Пьер взял в руки связку бумаг. Князь Андрей, как будто вспоминая, не нужно ли ему сказать еще что нибудь или ожидая, не скажет ли чего нибудь Пьер, остановившимся взглядом смотрел на него.
– Послушайте, помните вы наш спор в Петербурге, – сказал Пьер, помните о…
– Помню, – поспешно отвечал князь Андрей, – я говорил, что падшую женщину надо простить, но я не говорил, что я могу простить. Я не могу.
– Разве можно это сравнивать?… – сказал Пьер. Князь Андрей перебил его. Он резко закричал:
– Да, опять просить ее руки, быть великодушным, и тому подобное?… Да, это очень благородно, но я не способен итти sur les brisees de monsieur [итти по стопам этого господина]. – Ежели ты хочешь быть моим другом, не говори со мною никогда про эту… про всё это. Ну, прощай. Так ты передашь…
Пьер вышел и пошел к старому князю и княжне Марье.
Старик казался оживленнее обыкновенного. Княжна Марья была такая же, как и всегда, но из за сочувствия к брату, Пьер видел в ней радость к тому, что свадьба ее брата расстроилась. Глядя на них, Пьер понял, какое презрение и злобу они имели все против Ростовых, понял, что нельзя было при них даже и упоминать имя той, которая могла на кого бы то ни было променять князя Андрея.
За обедом речь зашла о войне, приближение которой уже становилось очевидно. Князь Андрей не умолкая говорил и спорил то с отцом, то с Десалем, швейцарцем воспитателем, и казался оживленнее обыкновенного, тем оживлением, которого нравственную причину так хорошо знал Пьер.


В этот же вечер, Пьер поехал к Ростовым, чтобы исполнить свое поручение. Наташа была в постели, граф был в клубе, и Пьер, передав письма Соне, пошел к Марье Дмитриевне, интересовавшейся узнать о том, как князь Андрей принял известие. Через десять минут Соня вошла к Марье Дмитриевне.

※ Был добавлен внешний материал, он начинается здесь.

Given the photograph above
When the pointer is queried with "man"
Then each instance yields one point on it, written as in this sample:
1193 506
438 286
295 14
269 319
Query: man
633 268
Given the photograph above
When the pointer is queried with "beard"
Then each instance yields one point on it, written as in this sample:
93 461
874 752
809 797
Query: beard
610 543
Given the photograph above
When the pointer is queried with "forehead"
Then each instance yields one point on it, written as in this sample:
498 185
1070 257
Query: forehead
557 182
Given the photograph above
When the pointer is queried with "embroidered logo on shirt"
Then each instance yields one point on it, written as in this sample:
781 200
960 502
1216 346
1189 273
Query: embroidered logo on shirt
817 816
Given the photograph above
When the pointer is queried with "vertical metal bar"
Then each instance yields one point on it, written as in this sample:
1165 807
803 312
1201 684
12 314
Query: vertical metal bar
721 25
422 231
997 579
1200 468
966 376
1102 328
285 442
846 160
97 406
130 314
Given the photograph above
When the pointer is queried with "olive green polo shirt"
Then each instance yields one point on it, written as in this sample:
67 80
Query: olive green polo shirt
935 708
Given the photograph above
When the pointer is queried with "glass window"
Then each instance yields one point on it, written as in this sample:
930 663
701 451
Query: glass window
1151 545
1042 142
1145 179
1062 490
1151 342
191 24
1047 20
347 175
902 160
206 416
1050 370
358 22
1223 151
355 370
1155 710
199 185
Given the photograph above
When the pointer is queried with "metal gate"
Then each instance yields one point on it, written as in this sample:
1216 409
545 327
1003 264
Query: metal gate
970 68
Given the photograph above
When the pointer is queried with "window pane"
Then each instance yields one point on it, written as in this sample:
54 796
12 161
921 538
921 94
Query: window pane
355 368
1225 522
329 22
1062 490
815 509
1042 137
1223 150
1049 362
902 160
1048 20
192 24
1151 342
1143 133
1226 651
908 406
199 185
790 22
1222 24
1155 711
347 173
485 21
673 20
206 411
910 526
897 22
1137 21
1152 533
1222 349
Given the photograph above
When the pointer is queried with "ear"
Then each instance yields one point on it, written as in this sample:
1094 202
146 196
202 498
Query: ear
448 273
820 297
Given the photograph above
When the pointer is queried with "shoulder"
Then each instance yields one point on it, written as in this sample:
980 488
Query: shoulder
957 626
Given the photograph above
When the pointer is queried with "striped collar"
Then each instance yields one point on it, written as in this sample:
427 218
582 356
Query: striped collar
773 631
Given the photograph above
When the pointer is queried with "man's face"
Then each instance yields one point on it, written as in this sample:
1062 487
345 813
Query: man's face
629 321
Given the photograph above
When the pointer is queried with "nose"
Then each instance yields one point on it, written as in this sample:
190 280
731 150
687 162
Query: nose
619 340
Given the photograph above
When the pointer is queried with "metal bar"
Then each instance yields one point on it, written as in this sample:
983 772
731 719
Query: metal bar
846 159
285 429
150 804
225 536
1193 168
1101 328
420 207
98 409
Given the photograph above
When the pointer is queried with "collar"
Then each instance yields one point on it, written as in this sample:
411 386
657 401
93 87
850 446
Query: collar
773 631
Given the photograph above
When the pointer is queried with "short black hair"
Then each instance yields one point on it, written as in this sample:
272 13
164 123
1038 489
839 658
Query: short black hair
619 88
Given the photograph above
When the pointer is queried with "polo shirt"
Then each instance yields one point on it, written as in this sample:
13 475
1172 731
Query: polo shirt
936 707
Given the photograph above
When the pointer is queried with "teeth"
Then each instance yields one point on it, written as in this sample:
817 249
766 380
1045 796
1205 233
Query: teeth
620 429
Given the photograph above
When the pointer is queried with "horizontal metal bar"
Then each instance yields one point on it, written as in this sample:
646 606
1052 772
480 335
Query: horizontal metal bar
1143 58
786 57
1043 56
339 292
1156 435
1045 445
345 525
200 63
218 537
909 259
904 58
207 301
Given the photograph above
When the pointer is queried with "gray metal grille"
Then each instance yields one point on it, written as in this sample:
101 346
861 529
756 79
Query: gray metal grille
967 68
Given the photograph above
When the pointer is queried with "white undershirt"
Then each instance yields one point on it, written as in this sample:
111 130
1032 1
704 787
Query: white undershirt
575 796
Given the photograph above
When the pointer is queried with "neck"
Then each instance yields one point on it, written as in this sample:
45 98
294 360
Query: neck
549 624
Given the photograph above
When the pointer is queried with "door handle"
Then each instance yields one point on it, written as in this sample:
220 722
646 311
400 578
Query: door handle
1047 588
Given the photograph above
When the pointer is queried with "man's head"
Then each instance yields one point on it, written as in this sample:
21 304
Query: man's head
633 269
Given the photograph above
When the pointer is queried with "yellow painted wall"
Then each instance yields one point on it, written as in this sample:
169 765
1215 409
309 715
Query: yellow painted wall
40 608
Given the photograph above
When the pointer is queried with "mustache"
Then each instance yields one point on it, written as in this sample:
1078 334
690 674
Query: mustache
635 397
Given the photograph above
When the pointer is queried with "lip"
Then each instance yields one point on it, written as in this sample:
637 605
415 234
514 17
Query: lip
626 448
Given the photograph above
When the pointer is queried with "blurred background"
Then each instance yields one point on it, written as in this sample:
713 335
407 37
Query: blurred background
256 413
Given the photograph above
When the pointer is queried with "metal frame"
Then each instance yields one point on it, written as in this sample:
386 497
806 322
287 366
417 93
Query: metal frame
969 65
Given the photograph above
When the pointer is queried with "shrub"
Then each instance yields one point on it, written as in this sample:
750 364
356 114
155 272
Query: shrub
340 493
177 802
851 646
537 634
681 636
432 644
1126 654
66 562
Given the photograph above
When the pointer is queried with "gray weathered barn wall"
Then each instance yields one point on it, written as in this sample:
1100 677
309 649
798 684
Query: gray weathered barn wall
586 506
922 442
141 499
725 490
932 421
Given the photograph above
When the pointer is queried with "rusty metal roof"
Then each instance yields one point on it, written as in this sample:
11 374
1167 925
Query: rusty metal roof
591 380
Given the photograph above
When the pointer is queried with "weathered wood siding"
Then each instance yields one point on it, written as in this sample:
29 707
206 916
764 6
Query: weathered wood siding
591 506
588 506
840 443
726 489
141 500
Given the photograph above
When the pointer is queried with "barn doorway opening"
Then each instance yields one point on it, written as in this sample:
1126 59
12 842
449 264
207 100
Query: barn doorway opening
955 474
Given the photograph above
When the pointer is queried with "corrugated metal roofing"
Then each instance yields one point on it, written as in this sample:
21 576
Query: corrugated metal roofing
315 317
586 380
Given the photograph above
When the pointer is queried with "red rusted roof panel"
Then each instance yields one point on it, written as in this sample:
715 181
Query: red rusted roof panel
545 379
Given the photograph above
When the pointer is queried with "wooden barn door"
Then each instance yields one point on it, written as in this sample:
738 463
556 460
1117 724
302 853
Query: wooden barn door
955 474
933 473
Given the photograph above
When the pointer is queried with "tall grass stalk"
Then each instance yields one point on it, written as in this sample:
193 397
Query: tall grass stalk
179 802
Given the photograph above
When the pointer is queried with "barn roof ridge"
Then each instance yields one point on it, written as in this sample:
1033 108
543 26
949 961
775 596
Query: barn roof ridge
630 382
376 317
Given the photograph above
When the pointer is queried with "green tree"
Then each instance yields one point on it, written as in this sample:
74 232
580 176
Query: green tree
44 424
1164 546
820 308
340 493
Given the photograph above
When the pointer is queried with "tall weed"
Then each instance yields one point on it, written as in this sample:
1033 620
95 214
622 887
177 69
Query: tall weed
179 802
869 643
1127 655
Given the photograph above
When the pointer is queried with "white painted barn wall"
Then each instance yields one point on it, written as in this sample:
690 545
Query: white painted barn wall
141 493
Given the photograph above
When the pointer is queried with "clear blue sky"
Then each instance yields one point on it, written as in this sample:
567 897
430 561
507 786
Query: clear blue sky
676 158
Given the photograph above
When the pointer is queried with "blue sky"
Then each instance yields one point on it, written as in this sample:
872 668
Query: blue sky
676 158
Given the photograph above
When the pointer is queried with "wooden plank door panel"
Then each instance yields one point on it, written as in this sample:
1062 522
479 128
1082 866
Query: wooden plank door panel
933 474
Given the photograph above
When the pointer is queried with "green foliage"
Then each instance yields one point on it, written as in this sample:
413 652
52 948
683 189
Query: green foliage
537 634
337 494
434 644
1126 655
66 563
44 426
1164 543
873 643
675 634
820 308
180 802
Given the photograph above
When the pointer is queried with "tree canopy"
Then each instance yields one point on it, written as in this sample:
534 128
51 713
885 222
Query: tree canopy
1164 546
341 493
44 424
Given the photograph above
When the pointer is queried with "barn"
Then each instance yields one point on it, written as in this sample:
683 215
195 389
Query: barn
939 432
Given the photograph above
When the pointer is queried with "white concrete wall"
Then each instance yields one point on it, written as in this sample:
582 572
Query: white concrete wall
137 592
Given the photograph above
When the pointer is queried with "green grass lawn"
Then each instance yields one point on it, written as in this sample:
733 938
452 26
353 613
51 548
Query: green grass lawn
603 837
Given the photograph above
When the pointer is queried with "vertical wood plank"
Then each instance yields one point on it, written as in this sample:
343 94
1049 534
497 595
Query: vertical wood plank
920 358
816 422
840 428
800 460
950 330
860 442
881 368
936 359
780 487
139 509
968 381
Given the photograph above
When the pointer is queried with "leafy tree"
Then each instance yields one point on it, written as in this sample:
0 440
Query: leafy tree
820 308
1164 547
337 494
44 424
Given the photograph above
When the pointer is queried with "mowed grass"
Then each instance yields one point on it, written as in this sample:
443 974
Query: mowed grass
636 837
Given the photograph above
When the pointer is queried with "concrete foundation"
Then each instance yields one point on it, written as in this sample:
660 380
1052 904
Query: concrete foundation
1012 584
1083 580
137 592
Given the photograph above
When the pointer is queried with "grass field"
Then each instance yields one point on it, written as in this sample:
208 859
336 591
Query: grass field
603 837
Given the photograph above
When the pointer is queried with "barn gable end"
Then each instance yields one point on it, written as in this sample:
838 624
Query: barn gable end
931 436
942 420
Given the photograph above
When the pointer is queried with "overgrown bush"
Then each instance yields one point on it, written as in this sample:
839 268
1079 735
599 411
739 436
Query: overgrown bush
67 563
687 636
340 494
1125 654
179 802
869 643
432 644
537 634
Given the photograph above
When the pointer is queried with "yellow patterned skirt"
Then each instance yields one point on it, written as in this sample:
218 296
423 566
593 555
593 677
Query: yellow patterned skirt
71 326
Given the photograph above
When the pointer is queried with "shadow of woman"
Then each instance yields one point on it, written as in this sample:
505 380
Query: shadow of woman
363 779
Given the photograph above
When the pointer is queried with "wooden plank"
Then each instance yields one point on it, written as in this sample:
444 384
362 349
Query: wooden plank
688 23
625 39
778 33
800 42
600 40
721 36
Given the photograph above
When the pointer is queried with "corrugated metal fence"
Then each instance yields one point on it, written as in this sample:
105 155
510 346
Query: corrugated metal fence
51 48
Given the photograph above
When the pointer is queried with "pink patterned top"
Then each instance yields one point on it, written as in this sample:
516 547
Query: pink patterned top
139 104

– Наташа непременно хочет видеть графа Петра Кирилловича, – сказала она.
– Да как же, к ней что ль его свести? Там у вас не прибрано, – сказала Марья Дмитриевна.
– Нет, она оделась и вышла в гостиную, – сказала Соня.
Марья Дмитриевна только пожала плечами.
– Когда это графиня приедет, измучила меня совсем. Ты смотри ж, не говори ей всего, – обратилась она к Пьеру. – И бранить то ее духу не хватает, так жалка, так жалка!
Наташа, исхудавшая, с бледным и строгим лицом (совсем не пристыженная, какою ее ожидал Пьер) стояла по середине гостиной. Когда Пьер показался в двери, она заторопилась, очевидно в нерешительности, подойти ли к нему или подождать его.
Пьер поспешно подошел к ней. Он думал, что она ему, как всегда, подаст руку; но она, близко подойдя к нему, остановилась, тяжело дыша и безжизненно опустив руки, совершенно в той же позе, в которой она выходила на середину залы, чтоб петь, но совсем с другим выражением.
– Петр Кирилыч, – начала она быстро говорить – князь Болконский был вам друг, он и есть вам друг, – поправилась она (ей казалось, что всё только было, и что теперь всё другое). – Он говорил мне тогда, чтобы обратиться к вам…
Пьер молча сопел носом, глядя на нее. Он до сих пор в душе своей упрекал и старался презирать ее; но теперь ему сделалось так жалко ее, что в душе его не было места упреку.
– Он теперь здесь, скажите ему… чтобы он прост… простил меня. – Она остановилась и еще чаще стала дышать, но не плакала.
– Да… я скажу ему, – говорил Пьер, но… – Он не знал, что сказать.
Наташа видимо испугалась той мысли, которая могла притти Пьеру.
– Нет, я знаю, что всё кончено, – сказала она поспешно. – Нет, это не может быть никогда. Меня мучает только зло, которое я ему сделала. Скажите только ему, что я прошу его простить, простить, простить меня за всё… – Она затряслась всем телом и села на стул.
Еще никогда не испытанное чувство жалости переполнило душу Пьера.
– Я скажу ему, я всё еще раз скажу ему, – сказал Пьер; – но… я бы желал знать одно…
«Что знать?» спросил взгляд Наташи.
– Я бы желал знать, любили ли вы… – Пьер не знал как назвать Анатоля и покраснел при мысли о нем, – любили ли вы этого дурного человека?
– Не называйте его дурным, – сказала Наташа. – Но я ничего – ничего не знаю… – Она опять заплакала.
И еще больше чувство жалости, нежности и любви охватило Пьера. Он слышал как под очками его текли слезы и надеялся, что их не заметят.